[prev in list] [next in list] [prev in thread] [next in thread]
List: selinux
Subject: [RFC PATCH v2 2/2] [SELINUX] Better integration between peer labeling
From: Paul Moore <paul.moore () hp ! com>
Date: 2007-09-26 21:32:24
Message-ID: 20070926213224.15998.98092.stgit () flek ! americas ! hpqcorp ! net
[Download RAW message or body]
Rename the existing selinux_skb_extlbl_sid() function to
selinux_skb_peerlbl_sid() and modify it's behavior such that it now reconciles
multiple peer/external labels and if reconciliation is not possible it returns
an error to the caller.
---
security/selinux/hooks.c | 42 +++++++++++--------
security/selinux/include/security.h | 2 +
security/selinux/ss/services.c | 76 +++++++++++++++++++++++++++++++++++
3 files changed, 101 insertions(+), 19 deletions(-)

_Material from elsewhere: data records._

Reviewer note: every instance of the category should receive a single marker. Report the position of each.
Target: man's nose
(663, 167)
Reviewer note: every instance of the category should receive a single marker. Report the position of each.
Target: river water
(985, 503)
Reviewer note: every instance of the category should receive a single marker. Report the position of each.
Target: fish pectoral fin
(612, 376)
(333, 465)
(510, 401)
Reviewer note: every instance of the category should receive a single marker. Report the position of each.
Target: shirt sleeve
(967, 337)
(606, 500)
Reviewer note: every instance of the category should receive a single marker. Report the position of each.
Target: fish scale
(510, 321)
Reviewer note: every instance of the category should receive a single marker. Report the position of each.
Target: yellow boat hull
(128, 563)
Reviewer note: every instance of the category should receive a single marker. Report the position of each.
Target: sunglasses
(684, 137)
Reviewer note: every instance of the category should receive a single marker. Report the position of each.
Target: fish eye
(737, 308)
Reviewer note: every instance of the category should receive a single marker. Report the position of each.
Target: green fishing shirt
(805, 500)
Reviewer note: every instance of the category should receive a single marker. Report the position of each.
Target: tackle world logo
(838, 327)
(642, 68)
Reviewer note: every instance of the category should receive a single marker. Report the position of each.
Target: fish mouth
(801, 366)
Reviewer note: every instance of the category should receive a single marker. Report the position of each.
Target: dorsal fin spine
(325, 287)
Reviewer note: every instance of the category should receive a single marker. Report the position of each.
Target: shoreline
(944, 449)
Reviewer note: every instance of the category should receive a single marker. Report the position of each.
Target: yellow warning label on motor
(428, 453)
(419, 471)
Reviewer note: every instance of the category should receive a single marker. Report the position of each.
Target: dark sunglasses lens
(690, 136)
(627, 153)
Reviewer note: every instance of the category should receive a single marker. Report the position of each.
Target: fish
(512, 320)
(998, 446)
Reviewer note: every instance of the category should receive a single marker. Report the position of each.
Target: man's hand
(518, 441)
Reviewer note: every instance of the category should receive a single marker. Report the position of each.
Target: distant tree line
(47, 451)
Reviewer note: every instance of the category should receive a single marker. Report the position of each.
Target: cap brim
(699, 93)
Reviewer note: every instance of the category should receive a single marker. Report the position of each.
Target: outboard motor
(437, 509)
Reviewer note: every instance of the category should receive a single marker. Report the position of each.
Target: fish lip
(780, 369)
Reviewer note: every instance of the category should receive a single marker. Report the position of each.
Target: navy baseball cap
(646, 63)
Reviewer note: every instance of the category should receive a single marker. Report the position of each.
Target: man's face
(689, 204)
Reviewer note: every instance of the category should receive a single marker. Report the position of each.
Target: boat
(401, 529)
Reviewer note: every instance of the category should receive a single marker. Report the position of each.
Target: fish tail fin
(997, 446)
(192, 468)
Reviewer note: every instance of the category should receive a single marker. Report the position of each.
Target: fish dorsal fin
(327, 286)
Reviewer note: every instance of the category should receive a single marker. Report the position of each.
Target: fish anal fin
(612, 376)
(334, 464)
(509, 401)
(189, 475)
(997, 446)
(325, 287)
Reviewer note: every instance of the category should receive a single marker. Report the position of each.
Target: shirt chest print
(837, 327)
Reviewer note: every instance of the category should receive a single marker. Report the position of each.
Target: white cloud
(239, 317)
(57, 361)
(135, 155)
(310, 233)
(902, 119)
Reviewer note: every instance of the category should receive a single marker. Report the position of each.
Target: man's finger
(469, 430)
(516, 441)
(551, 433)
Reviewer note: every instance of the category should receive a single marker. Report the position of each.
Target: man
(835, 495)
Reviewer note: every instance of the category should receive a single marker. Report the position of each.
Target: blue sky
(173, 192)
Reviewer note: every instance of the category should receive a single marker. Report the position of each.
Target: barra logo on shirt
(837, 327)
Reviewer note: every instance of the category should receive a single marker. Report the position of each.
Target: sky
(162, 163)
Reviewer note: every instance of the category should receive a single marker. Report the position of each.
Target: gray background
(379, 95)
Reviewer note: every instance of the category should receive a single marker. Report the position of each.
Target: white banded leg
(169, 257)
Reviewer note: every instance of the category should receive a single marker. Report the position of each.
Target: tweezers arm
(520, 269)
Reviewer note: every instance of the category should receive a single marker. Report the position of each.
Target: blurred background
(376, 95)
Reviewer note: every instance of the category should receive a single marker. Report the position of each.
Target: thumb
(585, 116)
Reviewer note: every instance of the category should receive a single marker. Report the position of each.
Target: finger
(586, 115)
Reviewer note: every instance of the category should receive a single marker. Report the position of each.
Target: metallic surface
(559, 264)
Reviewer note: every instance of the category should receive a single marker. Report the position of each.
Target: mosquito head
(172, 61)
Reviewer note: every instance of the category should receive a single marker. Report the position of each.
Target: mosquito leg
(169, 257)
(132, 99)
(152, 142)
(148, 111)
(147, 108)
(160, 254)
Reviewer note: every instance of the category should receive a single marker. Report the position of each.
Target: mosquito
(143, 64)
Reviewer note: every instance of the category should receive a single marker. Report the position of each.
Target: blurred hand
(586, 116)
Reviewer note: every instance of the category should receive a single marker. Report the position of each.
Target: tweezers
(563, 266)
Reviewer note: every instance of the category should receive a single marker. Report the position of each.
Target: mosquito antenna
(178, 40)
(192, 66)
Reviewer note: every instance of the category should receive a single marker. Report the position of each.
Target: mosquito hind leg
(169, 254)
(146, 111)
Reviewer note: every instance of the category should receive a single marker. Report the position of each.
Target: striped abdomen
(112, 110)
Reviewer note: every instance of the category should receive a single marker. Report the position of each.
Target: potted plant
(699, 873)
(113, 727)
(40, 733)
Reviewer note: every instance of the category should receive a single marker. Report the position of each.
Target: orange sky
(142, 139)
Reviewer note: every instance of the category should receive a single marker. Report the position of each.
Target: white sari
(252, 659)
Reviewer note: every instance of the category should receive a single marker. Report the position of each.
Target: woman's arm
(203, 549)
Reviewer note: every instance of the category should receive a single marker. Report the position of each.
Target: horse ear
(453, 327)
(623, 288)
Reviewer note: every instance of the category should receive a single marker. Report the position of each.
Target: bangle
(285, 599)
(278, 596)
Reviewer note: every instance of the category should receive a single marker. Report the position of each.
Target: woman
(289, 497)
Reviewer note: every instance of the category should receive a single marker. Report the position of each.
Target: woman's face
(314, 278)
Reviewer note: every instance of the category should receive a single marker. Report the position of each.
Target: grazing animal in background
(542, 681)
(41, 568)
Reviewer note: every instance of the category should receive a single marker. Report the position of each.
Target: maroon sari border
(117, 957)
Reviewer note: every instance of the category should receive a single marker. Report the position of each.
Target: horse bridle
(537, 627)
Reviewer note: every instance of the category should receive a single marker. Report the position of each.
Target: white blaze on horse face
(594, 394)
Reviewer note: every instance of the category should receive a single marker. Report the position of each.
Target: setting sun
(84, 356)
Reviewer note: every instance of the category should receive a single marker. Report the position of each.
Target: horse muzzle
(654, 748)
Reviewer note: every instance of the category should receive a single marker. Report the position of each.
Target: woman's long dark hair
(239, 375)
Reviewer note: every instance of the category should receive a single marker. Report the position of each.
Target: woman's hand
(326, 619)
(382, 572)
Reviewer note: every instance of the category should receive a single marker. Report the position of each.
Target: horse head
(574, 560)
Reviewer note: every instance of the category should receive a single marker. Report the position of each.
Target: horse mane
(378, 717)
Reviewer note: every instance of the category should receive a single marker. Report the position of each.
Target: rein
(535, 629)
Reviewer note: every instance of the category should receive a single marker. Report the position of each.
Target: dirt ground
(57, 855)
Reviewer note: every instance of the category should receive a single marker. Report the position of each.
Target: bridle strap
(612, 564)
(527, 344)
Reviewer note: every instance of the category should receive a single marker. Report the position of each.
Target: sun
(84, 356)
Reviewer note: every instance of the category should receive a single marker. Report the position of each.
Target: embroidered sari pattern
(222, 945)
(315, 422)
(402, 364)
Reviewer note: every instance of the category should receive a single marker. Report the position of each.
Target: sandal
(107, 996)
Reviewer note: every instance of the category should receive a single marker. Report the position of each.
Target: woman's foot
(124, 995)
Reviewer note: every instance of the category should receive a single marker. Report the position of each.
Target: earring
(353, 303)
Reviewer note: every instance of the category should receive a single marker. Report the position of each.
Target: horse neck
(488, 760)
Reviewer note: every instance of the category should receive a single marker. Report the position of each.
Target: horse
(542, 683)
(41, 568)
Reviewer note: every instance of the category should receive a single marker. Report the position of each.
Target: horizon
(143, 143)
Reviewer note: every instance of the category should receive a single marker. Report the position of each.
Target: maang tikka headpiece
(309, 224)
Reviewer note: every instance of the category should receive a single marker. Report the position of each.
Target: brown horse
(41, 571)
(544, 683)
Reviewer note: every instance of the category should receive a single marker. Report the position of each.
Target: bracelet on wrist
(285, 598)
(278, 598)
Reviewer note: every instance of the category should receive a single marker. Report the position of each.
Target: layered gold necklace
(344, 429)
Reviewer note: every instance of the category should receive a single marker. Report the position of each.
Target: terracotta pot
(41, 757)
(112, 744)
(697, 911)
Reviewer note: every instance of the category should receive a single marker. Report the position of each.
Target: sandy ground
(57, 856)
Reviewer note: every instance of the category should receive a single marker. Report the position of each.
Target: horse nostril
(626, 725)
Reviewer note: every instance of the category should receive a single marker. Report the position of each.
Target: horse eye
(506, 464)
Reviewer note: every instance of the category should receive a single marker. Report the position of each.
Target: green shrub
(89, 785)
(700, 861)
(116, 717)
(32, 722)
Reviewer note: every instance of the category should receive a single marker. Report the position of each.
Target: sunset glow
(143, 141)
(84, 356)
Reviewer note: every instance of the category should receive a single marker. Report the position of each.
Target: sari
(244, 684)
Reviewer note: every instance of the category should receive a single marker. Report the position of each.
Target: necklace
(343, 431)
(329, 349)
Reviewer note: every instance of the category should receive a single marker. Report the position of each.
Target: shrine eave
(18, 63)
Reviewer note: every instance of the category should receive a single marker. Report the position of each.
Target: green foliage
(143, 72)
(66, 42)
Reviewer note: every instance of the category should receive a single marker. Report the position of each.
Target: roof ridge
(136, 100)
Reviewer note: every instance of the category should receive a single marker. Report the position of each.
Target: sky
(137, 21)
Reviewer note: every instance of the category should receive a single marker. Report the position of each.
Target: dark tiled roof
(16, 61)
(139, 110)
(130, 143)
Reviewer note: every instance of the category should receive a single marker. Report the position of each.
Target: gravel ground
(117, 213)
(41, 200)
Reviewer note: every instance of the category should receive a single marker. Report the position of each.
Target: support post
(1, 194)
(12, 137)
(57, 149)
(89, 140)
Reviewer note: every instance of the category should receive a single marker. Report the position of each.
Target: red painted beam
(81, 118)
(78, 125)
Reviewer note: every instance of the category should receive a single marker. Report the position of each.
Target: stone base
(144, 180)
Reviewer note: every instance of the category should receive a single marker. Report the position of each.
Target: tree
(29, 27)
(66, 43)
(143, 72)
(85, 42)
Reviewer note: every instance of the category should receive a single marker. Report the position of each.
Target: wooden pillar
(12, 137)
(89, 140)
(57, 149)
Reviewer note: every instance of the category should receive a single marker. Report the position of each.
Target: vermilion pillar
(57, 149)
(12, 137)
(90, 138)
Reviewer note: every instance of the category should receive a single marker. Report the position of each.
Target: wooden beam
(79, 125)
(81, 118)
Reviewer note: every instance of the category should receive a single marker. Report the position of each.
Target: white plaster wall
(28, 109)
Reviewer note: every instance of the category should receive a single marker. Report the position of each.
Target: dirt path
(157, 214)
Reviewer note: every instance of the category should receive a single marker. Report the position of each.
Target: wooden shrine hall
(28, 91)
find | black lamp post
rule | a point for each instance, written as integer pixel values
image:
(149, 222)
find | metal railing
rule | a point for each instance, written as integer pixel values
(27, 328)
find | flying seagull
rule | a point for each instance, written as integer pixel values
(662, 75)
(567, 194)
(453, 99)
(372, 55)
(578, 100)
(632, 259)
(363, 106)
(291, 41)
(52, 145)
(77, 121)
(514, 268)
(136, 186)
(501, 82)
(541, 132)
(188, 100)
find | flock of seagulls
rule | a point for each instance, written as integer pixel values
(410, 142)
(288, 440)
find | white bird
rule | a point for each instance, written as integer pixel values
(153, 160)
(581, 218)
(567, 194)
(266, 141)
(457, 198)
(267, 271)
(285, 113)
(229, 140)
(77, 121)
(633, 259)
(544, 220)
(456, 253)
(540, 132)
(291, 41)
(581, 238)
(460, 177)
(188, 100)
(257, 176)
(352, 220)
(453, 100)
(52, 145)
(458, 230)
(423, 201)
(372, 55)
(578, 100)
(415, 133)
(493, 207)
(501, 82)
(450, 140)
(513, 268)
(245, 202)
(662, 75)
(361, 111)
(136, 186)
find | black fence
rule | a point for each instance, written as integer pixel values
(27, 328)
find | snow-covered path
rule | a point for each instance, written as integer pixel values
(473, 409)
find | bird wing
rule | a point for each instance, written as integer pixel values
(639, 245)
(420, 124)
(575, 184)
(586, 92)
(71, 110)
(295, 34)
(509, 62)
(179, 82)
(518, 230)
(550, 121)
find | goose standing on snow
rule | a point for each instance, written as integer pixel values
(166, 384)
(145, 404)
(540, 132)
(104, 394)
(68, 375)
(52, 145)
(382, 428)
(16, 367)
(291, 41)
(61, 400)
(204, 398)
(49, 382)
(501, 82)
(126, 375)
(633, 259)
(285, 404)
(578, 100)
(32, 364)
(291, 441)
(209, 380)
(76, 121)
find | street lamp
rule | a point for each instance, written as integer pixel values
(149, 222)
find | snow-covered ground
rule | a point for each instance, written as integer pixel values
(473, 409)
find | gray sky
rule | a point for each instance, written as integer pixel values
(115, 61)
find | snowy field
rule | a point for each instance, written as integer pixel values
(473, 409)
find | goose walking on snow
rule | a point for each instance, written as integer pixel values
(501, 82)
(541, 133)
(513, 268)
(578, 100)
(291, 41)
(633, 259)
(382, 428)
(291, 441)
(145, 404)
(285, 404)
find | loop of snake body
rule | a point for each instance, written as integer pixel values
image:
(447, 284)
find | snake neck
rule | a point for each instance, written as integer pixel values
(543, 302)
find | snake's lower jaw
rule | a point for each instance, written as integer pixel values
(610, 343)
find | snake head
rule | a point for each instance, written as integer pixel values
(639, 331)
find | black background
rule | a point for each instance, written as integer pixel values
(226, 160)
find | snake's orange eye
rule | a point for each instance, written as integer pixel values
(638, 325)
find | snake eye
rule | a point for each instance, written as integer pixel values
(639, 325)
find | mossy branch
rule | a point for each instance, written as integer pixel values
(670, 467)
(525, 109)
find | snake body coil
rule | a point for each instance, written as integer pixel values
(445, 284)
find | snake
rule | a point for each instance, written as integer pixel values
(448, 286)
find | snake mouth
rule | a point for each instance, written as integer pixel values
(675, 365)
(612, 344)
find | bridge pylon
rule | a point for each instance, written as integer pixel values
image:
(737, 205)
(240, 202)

diff --git a/security/selinux/hooks.c b/security/selinux/hooks.c
index 0753b20..9923c01 100644
--- a/security/selinux/hooks.c
+++ b/security/selinux/hooks.c
@@ -3132,32 +3132,31 @@ static int selinux_parse_skb(struct sk_buff *skb, struct avc_audit_data *ad,
}
/**
- * selinux_skb_extlbl_sid - Determine the external label of a packet
+ * selinux_skb_peerlbl_sid - Determine the peer label of a packet
* @skb: the packet
- * @sid: the packet's SID
+ * @sid: the packet's peer label SID
*
* Description:
- * Check the various different forms of external packet labeling and determine
- * the external SID for the packet. If only one form of external labeling is
- * present then it is used, if both labeled IPsec and NetLabel labels are
- * present then the SELinux type information is taken from the labeled IPsec
- * SA and the MLS sensitivity label information is taken from the NetLabel
- * security attributes. This bit of "magic" is done in the call to
- * selinux_netlbl_skbuff_getsid().
+ * Check the various different forms of network peer labeling and determine
+ * the peer label/SID for the packet; most of the magic actually occurs in
+ * the security server function security_net_peersid_cmp(). The function
+ * returns zero if the value in @sid is valid (although it may be SECSID_NULL)
+ * or -EACCES if @sid is invalid due to inconsistencies with the different
+ * peer labels.
*
*/
-static void selinux_skb_extlbl_sid(struct sk_buff *skb, u32 *sid)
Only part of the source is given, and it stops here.